When we talk about pregnancy, we too often end up talking clinically and sentimentally. Pregnancy is medical details and a whirl of emotions. It is vitamins and baby showers and feelings. But it is so much more. 

In Showing, Agnes Howard takes us beyond clinical reductionism and fluffy sentimentality to show us how to take pregnancy seriously as hard but important work. It is not just a bodily process, she argues, but an active work of care—one that underscores the generosity and mutual dependence we all require in order to live. It is an act of “radical hospitality” that shows us all what it means to be human. 

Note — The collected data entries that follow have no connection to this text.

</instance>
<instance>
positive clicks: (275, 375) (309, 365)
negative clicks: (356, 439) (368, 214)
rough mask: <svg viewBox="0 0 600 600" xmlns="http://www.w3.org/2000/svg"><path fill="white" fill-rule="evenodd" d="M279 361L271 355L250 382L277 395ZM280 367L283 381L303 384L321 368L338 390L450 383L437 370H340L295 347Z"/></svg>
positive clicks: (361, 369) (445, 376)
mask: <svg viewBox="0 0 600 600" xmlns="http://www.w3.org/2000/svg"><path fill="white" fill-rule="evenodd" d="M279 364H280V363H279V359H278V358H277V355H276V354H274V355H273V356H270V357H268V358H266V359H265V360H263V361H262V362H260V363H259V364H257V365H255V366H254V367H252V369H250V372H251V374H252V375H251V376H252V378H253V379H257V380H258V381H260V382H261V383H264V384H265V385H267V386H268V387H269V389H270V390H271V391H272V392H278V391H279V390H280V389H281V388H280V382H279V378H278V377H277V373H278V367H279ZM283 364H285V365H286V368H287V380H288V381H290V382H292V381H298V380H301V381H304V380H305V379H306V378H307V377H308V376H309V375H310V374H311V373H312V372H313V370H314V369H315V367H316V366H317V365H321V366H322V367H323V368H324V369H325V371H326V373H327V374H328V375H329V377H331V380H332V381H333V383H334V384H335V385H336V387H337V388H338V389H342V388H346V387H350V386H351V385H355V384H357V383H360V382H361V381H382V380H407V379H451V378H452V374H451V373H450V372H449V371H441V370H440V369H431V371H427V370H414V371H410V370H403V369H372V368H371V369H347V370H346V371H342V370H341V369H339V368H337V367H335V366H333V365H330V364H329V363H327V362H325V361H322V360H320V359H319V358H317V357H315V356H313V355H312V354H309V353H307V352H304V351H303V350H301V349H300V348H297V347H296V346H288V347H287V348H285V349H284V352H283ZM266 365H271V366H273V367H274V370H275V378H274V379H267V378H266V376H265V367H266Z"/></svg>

Howard delves into prenatal care literature from the Christian tradition to find images and vocabulary that elevate and honor pregnancy—not only for the benefit of expectant parents, but also their communities and the church. Taking pregnancy seriously does not entail viewing it as a woman’s only role or romanticizing it. Instead, Showing maintains that thinking well about pregnancy can help not only childbearing women but all who surround them understand how to live together more faithfully.

Table of Contents

Chapter 1: Pregnancy Is How We Got to Be Who We Are
Chapter 2: How We Used to Make Babies: Embryology, Midwifery, and American Birth
Chapter 3: Acting and Showing
Chapter 4: Protecting and Providing
Chapter 5: Pregnancy and the Practice of Virtues
Chapter 6: Pregnancy in Identity and Relationship
Conclusion: Pregnancy beyond Metaphor
REVIEWS
The Christian Century
“When does ‘ensoulment’ of a fetus occur? What have we lost as we’ve allowed modern medicine to reign over our pregnant bodies? How does pregnancy at the same time incubate new life and change women? Howard considers these questions from an academic framework; yet, her artful prose makes the book accessible to any thoughtful reader interested in understanding pregnancy within the context of history and culture.”
The Living Church
“In order to reverse the goyish Gnosticism so prevalent in north American Christianity, we need to take Howard’s book seriously, and her suggestions for marking pregnancy with the kind of ritual importance that we give to death.”